What to do during an incident - alphagov/notifications-manuals GitHub Wiki
Security incidents and data breaches
You should follow the normal process below but you also need to follow the GDS guidance and specifically:
-
If the incident is related to cyber security then you should report this to the Cyber Security team as soon as possible.
-
If the incident involves a data breach it should be reported to the GDS Privacy team at [email protected].
-
If the incident involves a data breach it should be reported to the Cabinet Office Data Protection Officer at [email protected]. This doesn't need to be done until we've reached a conclusion of what data has been lost. Check with the GDS Privacy team as they might do this on our behalf.
-
If the incident involves spamming or phishing from our platform inform NCSC at [email protected] after you have gathered information on who and what was sent.
You may need to do just one of these or you may need to do all of them depending on the incident.
We also suggest you include the GDS Information Assurance team ([email protected]) in either situation.
Normal incidents
It's better to assume something is an incident and start documenting it early.
-
Nominate an incident lead and comms lead and write their names in slack:
- The incident lead should prioritise technical investigation and fixes.
- The comms lead should be responsible for communicating the incident to both our users and internal stakeholders.
- The comms lead should ensure events are well documented in an incident report.
- The comms lead may decide to delegate note taking in the incident report to another team member if they have too much to do.
- If an incident is severe or high profile, ask a product manager or designer to help with public comms.
-
Comms lead to begin note taking in a Google Doc and share in #govuk-notify-incident:
-
Join the standing incident Meet and remind people you're in there:
- Only the comms lead and the incident lead need to be in the Meet.

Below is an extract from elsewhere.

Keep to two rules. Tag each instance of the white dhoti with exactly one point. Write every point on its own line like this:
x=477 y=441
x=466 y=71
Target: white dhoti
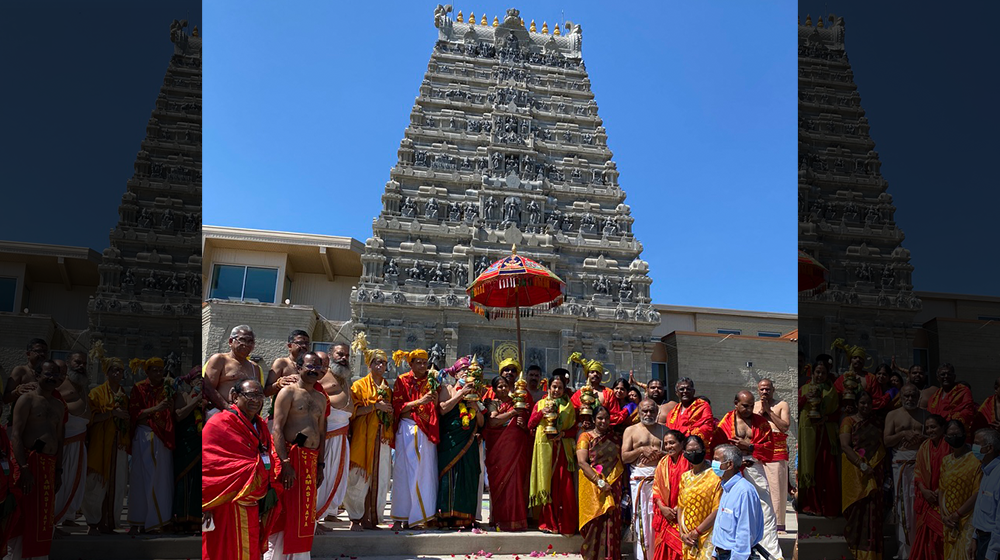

- Other people can listen in for info or if one of the incident people asks for help. Having a standing Meet allows people to join easily and find where the discussion is happening
-
Comms lead to update Statuspage if necessary.
-
Once the incident investigation is in a good state and we understand the impact the comms lead should notify GDS stakeholders about the incident. You should assume the readers have minimal knowledge of Notify so make sure in your email you are clear about what the user impact is in plain english. Comms to our users should take priority over comms to GDS stakeholders.
- Send details of the incident to the [email protected] and the [email protected] groups, and CC notify-support@ email address for reference.
- Optional: post in #incident if it would help other parts of GDS to know about it.
After the incident
After the incident, the incident lead should:
- Schedule a meeting to review the report.
- Ask a tech lead to update the DSP Monthly Incident Review document. Update the incidents to review table for the next meeting with the team name, date of incident, incident priority, link to any incident actions and one line description of the incident (with a link to the incident report).
Escalate to someone senior for help
If you are struggling to resolve the incident and want to call in some support then you can use our team contact details. It is better to escalate and find out you didn't need it in the end then not to escalate at all.
If you need a Senior Civil Servant (someone in Digital Service Platforms senior management team) to help with a P1 incident there is a Senior Civil Servant (SCS) pagerduty rota. You can read more about what they would be expecting if called.
- In PagerDuty, select "New Incident"
- Enter "GOV.UK Notify" in the "Impacted Service" field
- Assign to "DSP SCS escalation" (or GaaP SCS escalation if you can't find the DSP one)
- Fill in other fields as needed, and select "Create Incident"
Severity of incidents
This is a non complete list of different severity incidents that might happen.
Severity | Description | Response time (time to open your laptop, post something in Slack that you are looking at this and start investigating) |
---|---|---|
P1 | API is unavailable | 30 minutes |
P1 | www.notifications.service.gov.uk is unavailable | 30 minutes |
P1 | Text message or email sending is unavailable | 30 minutes |
P2 | Letter sending is unavailable | 30 minutes |
P2 | Delivery receipts are unavailable | 30 minutes |
P2 | Service callbacks are unavailable | 30 minutes |
P2 | Inbound text messages are unavailable | 30 minutes |
P2 | Sending documents by email is unavailable | 30 minutes |
P2 | Downloading documents sent by email is unavailable | 30 minutes |
P2 | Severe delays to text message or email sending | 30 minutes |
P3 | Severe delays to letter sending | Next working day |
P3 | Other minor degraded service | Next working day |
P4 | Incident with no user impact (such as Concourse unavailable | Next working day |